Monteiro soon discovered that there were two populations in the islands, one present in the hot season (March to September) and the other in the cool season (August to March). During the early autumn, adults of the cool-season population could often be found in the very same burrows where nestlings of the hot-season population were still growing up. Striking differences in their mercury levels led Monteiro to believe that the two populations might differ in their feeding ecology, and subsequent research showed that they also differed in morphology and egg dimensions. Hot-season birds were smaller in most body measurements, particularly weight, but had longer tails, and proportionally longer wings. A detailed paper was published, raising the exciting possibility that hot- and cool-season populations in the Azores might be cryptic species (Monteiro & Furness 1998). Tragically, Monteiro never had the opportunity to follow the story through. He died in a plane crash on the island of São Jorge in December 1999, when he was still in his late 30s.

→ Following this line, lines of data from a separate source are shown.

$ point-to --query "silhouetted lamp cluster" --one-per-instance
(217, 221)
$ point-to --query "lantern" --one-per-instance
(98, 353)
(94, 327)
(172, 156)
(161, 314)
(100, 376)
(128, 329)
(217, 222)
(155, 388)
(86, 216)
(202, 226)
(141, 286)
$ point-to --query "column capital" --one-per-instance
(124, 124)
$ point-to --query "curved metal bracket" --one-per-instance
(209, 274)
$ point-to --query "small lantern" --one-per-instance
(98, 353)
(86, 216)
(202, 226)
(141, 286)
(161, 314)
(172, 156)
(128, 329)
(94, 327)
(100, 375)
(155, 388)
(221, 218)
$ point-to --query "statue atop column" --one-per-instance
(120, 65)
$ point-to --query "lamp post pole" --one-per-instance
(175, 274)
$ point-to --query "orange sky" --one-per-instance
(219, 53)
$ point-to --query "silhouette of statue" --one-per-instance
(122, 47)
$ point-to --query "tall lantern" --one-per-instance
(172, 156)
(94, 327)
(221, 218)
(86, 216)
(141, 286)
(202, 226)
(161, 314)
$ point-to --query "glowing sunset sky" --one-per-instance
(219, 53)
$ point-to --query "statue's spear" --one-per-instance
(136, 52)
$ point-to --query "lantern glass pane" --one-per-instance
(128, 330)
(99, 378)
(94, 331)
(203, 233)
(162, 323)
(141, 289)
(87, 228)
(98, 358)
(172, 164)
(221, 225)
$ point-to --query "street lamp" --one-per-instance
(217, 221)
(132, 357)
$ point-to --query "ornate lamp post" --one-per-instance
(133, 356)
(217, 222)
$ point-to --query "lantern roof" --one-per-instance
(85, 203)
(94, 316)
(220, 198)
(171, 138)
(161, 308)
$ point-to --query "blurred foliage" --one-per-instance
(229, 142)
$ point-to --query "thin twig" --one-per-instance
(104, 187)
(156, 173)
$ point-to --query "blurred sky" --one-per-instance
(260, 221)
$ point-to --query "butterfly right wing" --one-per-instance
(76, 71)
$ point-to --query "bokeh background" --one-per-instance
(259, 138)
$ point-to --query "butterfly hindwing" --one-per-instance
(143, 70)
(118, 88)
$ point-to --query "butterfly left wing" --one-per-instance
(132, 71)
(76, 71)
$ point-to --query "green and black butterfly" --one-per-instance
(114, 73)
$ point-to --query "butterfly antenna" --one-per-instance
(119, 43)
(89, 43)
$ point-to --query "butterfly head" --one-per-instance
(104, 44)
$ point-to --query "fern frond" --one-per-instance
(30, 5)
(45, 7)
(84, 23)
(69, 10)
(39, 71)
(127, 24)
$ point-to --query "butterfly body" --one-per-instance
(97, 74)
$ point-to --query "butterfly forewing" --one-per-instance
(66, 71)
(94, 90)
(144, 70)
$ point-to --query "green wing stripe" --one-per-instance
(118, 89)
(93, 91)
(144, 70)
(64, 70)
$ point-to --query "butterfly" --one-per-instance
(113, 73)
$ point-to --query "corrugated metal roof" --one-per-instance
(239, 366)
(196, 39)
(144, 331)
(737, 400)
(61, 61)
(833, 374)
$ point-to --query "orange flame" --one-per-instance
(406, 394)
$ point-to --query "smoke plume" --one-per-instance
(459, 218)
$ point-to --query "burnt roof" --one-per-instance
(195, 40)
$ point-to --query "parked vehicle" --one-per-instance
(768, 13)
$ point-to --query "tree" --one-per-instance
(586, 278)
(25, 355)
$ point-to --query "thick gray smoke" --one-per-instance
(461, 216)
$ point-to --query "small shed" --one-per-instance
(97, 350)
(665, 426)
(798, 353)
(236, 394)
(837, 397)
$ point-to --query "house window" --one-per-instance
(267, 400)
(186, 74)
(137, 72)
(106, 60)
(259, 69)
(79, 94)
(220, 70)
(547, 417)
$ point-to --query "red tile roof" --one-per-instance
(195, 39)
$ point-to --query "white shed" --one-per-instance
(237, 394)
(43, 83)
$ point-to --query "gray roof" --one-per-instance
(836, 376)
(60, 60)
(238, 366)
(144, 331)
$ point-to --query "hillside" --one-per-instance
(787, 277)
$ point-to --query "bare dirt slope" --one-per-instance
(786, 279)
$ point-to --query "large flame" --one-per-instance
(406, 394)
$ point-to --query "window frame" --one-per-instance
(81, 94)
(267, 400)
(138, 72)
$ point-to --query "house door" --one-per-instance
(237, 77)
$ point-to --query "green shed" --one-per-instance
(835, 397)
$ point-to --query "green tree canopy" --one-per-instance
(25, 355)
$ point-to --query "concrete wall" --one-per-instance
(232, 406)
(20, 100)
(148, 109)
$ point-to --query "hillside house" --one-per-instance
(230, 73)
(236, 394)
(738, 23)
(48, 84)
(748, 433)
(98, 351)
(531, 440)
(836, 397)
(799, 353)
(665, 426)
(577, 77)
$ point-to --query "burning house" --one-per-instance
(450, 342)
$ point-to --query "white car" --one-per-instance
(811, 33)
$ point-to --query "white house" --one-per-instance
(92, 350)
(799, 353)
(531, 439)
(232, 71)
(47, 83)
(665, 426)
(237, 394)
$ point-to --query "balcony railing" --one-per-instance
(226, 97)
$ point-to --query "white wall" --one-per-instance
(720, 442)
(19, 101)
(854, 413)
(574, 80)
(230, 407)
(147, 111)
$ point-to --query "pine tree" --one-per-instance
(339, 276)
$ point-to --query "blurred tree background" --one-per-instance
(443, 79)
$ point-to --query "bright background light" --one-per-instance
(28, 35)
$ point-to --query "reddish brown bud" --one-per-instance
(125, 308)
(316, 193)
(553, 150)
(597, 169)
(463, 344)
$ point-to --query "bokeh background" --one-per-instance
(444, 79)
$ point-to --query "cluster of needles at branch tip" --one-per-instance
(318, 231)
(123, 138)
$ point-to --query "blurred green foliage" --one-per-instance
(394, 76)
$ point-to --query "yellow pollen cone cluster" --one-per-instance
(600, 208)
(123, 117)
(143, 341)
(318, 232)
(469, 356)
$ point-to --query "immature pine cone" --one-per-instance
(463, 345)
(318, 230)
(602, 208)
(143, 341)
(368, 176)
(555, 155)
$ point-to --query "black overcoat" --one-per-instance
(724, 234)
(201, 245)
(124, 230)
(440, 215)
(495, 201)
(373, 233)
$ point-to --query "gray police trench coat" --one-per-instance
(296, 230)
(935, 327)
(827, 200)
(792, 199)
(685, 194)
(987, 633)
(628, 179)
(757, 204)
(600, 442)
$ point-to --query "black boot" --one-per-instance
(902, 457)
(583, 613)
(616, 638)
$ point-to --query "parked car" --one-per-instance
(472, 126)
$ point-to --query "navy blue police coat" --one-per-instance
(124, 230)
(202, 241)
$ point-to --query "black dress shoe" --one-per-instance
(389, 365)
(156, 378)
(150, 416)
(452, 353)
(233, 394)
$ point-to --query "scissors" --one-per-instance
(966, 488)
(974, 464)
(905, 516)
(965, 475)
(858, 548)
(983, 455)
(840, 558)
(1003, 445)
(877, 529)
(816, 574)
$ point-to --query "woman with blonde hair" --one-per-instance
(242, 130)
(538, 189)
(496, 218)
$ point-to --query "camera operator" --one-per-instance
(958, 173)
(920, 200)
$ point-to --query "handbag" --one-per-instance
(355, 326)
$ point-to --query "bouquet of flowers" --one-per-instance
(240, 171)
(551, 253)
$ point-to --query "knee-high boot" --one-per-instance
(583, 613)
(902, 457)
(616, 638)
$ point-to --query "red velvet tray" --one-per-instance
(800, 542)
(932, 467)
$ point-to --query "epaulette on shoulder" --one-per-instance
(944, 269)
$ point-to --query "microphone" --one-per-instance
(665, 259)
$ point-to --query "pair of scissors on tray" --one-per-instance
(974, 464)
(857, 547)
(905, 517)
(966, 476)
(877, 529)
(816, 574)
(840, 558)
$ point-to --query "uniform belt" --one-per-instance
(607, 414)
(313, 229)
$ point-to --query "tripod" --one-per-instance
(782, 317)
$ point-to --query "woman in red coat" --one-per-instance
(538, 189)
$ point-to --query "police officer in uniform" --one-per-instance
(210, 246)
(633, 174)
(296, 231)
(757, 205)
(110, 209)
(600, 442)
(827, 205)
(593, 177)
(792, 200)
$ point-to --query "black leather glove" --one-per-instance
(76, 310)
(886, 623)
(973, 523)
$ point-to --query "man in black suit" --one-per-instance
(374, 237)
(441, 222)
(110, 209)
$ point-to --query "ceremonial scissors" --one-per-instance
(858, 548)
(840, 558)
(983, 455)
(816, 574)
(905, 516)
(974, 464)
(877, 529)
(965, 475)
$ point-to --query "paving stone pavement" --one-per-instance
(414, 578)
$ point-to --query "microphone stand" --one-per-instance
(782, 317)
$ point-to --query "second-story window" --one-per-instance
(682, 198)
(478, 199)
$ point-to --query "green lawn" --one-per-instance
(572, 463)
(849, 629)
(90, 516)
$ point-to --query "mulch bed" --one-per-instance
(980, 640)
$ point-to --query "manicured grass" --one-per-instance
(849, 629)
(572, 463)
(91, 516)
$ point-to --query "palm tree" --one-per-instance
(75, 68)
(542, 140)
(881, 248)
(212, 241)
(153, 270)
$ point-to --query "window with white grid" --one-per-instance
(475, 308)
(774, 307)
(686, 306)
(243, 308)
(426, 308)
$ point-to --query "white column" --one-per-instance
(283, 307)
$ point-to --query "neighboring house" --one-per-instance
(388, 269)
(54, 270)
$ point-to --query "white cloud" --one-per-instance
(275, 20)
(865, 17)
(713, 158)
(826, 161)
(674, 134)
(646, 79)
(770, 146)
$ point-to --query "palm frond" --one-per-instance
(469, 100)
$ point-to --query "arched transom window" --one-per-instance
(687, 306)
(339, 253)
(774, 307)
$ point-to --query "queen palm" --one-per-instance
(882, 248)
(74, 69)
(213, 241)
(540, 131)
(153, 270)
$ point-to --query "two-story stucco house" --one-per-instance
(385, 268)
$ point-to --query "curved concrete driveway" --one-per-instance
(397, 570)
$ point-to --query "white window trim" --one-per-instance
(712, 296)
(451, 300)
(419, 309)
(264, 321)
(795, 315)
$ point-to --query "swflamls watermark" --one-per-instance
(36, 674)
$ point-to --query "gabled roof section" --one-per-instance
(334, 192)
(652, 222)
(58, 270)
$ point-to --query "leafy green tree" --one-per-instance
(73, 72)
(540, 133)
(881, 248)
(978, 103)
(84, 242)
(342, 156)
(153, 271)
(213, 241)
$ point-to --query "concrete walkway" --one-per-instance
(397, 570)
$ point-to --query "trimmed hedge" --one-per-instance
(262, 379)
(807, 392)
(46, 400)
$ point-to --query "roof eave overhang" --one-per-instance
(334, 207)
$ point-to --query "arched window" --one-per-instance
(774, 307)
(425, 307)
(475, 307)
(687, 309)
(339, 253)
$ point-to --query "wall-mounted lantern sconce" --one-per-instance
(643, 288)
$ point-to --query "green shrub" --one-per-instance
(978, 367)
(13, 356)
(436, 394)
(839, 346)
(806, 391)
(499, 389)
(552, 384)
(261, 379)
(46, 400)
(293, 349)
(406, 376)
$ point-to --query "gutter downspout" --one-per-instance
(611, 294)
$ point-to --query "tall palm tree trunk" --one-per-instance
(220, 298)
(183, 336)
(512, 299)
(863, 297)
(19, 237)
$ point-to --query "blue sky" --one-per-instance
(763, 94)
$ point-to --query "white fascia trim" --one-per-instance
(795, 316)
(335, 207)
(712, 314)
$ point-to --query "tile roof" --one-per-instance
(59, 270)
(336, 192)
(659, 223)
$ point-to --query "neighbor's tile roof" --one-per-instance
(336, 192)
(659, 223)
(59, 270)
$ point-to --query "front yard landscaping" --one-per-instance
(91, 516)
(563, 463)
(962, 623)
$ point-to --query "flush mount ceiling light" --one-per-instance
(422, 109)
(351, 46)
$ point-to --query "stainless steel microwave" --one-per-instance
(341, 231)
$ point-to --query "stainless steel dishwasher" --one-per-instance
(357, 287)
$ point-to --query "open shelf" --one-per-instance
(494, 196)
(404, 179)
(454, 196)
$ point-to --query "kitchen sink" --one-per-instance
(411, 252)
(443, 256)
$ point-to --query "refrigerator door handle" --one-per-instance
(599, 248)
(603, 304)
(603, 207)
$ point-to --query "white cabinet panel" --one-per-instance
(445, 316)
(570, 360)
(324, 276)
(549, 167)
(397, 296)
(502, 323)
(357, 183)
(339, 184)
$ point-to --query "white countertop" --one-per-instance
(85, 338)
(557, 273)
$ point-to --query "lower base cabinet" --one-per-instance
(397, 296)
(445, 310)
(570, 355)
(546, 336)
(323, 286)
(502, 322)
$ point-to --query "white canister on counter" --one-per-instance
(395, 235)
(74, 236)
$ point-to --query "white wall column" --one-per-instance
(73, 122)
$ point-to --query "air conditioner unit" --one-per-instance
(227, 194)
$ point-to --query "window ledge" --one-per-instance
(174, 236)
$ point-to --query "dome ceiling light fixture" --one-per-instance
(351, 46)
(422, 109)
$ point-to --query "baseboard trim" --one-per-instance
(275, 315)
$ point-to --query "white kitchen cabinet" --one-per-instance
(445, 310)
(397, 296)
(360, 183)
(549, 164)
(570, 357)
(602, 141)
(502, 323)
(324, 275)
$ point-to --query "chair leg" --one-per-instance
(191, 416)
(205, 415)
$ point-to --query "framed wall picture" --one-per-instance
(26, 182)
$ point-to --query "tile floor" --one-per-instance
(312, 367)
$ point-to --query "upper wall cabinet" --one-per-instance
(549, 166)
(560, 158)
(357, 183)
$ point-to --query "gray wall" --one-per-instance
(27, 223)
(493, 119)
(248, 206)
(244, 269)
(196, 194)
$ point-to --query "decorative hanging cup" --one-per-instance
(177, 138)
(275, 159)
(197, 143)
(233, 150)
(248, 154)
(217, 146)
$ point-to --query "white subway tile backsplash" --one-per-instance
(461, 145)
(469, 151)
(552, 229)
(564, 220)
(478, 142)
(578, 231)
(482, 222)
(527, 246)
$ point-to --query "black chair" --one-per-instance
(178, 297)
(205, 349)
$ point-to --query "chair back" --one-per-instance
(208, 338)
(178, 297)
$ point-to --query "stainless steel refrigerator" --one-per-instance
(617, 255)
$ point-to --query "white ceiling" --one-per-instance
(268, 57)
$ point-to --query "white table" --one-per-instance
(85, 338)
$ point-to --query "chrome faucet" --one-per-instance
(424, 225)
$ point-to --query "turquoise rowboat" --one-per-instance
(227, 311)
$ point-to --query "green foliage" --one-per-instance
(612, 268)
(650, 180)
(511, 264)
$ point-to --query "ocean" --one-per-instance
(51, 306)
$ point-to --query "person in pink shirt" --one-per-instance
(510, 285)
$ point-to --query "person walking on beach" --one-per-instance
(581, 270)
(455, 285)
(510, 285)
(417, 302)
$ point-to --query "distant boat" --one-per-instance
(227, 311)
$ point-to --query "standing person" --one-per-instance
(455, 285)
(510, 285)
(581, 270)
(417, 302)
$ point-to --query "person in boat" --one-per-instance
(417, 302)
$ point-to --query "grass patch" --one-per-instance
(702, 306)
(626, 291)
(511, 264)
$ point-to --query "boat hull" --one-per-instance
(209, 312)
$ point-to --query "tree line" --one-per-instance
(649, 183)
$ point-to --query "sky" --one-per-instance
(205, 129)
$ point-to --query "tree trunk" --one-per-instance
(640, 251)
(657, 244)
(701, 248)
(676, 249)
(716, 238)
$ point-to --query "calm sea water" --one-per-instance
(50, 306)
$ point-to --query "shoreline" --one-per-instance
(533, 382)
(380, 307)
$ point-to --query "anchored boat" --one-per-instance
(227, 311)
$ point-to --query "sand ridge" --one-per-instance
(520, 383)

Eight years after his death, the dust is still far from settling over Monteiro’s discovery, and the number of different types of band-rumped storm petrel in the North Atlantic has risen to four. They form a classic example of a group of birds whose diversity went unnoticed due to similarity in plumage, despite differences in measurements, the timing of their annual cycle, and DNA. For us it has been a real adventure obtaining sound recordings of each band-rumped and listening to vocal differences. These are so clear that they readily support any appeals for an increased level of conservation for each one. Collectively, they can be referred to as ‘band-rumped storm petrels’. Madeiran Storm Petrel O castro is the hot-season breeder of the Madeiran archipelago, Selvagens and the Canary Islands. Cape Verde Storm Petrel O jabejabe breeds only in the Cape Verde Islands. Monteiro’s Storm Petrel is the hot-season breeder of the Azores, named after its discoverer Luís Monteiro; a formal description of this new taxon will be published shortly (Bolton et al 2008). Grant’s Storm Petrel (not yet formally described) is the cool-season breeder of the Azores, Berlengas, Canary Islands, Madeiran archipelago and Selvagens. This name was suggested by Steve Howell in conversation, in memory of the late Peter Grant who died in 1990.
Text by Magnus Robb.
present as a breeding bird from March to October in the Canary Islands, Madeiran archipelago and Selvagens.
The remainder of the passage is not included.